A sinistra, Domenico Pittella (via Wikimedia Commons); a destra, un articolo di giornale dell'epoca (via Archivio La Stampa).

Chi invece in parlamento ci resterà a lungo è Domenico Pittella—padre di Gianni, l'ex candidato alle primarie del PD sconfitto da Matteo Renzi ed ex vicepresidente del Parlamento Europeo—che viene eletto per la prima volta tra le fila del PSI nel 1972 e riconfermato nel 1976.

Medico chirurgo, Pittella è proprietario di una clinica privata in provincia di Potenza, dove opera personalmente: nel giugno del 1981, gli capita come paziente una ragazza di 23 anni con una gamba prossima alla cancrena per una ferita d'arma da fuoco. La opera immediatamente e al termine dell'operazione non rilascia alcun referto. Si tratta di Natalia Ligas, terrorista della Brigate Rosse rimasta ferita in un conflitto a fuoco nel tentativo di uccidere l’avvocato del pentito Patrizio Peci.
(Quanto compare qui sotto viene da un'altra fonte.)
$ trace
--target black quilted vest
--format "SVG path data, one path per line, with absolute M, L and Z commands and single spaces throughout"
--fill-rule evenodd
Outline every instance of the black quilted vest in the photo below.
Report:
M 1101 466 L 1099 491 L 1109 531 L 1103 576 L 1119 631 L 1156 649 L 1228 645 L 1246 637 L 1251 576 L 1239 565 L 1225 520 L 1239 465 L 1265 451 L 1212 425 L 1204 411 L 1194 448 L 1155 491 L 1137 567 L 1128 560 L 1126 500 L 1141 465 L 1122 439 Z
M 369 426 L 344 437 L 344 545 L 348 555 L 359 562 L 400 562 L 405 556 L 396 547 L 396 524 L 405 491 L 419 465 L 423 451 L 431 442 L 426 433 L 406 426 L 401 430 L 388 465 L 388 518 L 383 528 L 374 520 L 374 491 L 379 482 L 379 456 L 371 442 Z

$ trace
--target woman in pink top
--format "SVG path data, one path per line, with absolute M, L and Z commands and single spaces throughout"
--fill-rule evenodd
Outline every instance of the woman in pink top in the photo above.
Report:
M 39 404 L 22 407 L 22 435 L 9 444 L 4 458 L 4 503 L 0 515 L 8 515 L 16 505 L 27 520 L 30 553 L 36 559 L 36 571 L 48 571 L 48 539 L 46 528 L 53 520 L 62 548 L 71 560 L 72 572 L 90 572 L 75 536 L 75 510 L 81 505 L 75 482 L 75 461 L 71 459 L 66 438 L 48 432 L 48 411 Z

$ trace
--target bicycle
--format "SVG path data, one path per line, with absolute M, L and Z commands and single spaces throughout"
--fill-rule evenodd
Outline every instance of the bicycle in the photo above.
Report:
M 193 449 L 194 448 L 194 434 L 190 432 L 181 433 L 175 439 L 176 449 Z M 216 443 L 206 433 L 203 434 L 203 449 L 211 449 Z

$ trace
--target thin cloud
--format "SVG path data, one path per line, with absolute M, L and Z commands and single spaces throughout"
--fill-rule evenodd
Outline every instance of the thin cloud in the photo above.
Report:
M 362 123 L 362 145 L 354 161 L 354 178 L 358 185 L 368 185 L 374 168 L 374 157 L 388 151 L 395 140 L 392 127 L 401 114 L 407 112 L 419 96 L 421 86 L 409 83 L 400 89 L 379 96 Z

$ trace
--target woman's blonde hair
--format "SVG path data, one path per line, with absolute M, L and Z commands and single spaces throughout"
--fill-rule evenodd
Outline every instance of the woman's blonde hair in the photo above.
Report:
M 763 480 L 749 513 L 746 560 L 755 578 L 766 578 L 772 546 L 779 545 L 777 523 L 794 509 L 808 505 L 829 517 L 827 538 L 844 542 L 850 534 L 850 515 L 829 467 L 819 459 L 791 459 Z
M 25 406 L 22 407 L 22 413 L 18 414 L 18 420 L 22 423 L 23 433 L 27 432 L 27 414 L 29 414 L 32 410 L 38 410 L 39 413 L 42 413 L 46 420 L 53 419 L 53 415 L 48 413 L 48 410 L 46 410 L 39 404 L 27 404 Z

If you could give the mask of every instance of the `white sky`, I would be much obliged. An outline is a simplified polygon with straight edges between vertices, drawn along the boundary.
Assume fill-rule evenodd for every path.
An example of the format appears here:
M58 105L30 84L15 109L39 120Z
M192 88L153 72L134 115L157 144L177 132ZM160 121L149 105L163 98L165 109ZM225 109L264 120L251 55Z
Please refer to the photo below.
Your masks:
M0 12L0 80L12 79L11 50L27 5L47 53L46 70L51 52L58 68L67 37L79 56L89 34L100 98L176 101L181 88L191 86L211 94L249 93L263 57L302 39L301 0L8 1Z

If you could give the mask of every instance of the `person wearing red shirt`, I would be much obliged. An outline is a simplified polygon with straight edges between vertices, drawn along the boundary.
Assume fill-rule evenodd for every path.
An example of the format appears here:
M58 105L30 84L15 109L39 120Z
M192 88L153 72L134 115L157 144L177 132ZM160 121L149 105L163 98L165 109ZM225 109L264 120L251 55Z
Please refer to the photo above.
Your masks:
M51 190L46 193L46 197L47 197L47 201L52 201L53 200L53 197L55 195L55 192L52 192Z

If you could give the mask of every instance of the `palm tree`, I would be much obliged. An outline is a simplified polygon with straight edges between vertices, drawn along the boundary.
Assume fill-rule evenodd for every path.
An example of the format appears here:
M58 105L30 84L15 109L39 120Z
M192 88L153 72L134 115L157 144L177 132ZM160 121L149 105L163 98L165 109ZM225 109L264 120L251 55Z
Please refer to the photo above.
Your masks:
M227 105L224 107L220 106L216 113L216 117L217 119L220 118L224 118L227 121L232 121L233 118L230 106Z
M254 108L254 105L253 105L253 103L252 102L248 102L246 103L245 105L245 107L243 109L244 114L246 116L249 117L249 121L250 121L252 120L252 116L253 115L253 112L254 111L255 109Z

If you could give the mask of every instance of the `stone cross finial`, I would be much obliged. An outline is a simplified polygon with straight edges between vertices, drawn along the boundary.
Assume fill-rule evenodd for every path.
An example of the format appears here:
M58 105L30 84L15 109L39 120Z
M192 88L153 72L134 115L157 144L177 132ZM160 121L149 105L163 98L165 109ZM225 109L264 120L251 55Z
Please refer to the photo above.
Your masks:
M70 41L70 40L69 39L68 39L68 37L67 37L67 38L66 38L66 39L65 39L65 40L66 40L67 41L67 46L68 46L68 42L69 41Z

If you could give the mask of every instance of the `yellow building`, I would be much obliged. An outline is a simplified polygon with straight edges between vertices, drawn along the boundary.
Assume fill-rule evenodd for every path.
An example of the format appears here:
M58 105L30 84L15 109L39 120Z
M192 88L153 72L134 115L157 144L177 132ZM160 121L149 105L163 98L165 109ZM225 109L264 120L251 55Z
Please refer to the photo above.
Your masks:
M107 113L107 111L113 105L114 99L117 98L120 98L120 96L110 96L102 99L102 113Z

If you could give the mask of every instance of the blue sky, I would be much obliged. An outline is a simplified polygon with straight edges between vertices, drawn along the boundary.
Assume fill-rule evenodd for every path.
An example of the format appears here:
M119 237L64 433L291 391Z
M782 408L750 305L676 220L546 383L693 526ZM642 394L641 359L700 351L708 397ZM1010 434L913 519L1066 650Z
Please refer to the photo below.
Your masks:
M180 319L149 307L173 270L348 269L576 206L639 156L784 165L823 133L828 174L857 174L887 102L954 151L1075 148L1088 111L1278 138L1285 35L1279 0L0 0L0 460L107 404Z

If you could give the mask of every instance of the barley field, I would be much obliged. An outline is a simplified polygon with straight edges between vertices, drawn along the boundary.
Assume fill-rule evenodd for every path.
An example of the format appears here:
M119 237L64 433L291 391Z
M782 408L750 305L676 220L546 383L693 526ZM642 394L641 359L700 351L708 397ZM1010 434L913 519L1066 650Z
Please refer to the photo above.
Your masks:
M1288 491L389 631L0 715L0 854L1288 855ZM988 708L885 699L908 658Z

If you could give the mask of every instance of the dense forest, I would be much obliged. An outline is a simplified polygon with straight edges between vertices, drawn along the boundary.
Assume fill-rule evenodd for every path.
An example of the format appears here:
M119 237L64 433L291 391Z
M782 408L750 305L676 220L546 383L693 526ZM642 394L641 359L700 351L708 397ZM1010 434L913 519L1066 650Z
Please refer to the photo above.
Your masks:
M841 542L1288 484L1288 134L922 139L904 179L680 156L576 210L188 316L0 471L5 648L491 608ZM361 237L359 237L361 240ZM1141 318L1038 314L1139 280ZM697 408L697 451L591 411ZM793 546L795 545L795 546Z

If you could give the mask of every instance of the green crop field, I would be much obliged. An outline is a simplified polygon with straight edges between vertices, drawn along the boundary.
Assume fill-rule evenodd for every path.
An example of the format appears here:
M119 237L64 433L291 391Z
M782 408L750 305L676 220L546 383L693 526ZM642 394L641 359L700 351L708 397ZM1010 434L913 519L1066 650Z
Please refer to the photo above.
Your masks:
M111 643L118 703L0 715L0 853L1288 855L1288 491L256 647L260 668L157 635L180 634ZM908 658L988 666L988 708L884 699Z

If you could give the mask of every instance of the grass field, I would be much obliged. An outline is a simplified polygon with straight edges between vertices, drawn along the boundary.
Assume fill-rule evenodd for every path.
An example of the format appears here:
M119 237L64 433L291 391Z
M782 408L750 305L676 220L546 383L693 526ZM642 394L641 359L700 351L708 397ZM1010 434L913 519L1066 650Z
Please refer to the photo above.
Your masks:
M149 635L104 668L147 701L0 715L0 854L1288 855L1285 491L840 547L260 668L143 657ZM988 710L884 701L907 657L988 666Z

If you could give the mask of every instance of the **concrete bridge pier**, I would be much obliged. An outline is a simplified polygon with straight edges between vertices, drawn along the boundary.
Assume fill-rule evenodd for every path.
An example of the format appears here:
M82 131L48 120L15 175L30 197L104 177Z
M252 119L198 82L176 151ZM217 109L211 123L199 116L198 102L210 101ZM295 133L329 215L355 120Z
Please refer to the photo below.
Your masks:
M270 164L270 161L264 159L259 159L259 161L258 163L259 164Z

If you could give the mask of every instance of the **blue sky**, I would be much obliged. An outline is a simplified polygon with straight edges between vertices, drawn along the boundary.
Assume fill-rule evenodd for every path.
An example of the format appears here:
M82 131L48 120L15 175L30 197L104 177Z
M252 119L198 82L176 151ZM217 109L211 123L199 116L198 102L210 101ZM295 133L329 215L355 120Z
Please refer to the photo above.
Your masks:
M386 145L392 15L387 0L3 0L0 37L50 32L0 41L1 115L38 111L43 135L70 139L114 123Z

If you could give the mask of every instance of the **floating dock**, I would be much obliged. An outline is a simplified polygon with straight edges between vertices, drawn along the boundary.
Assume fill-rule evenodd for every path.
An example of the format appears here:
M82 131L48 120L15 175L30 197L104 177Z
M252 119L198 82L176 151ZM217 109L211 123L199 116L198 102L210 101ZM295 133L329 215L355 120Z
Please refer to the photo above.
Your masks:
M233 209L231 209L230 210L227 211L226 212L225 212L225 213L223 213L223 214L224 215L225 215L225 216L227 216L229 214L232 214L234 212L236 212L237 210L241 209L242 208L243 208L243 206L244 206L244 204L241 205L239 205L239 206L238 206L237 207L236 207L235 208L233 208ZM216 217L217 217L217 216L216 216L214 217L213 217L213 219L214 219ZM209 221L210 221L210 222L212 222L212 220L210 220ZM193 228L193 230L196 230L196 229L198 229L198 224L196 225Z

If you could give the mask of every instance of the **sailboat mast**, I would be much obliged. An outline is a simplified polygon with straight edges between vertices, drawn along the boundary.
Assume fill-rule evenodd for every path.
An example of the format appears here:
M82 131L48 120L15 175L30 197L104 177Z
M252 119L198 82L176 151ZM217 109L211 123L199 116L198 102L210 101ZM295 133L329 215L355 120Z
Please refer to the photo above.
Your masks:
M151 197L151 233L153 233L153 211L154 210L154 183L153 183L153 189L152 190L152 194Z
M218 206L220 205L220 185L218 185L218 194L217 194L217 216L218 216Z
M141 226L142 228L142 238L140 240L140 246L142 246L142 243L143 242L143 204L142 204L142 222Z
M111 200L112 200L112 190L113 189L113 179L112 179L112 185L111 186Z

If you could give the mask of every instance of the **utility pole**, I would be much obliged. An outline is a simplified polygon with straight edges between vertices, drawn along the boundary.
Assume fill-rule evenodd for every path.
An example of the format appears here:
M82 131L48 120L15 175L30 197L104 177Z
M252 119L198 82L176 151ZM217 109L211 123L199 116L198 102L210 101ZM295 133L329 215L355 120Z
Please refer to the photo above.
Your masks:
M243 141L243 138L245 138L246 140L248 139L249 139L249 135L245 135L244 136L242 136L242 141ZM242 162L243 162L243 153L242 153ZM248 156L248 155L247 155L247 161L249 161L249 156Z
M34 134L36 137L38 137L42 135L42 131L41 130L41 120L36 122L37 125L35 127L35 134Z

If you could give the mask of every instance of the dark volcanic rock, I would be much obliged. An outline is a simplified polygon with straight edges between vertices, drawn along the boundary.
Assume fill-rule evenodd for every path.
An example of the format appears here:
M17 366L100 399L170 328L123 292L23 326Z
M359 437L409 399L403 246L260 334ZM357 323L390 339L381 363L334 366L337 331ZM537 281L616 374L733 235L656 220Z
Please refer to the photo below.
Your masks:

La faccenda diviene di dominio pubblico solo due anni dopo. Secondo alcuni collaboratori di giustizia, Pittella avrebbe messo la propria struttura a disposizione delle BR per chiedere un favore ai terroristi: il sequestro del deputato socialista Fernando Schettini. Il medico respinge le accuse, definendole prive di senso, ma viene comunque espulso dal PSI e accusato di banda armata. Finisce a Regina Coeli, dove sconta due anni prima di ottenere la libertà condizionata in attesa della sentenza. La Corte d'Appello lo condanna a 12 anni di carcere, la Cassazione nel 1993 abbrevia la sentenza a dieci anni. Comunque troppi per Pittella, che si dà alla latitanza in Francia: si costituirà nel 1999, un anno prima di venire graziato dal presidente Ciampi.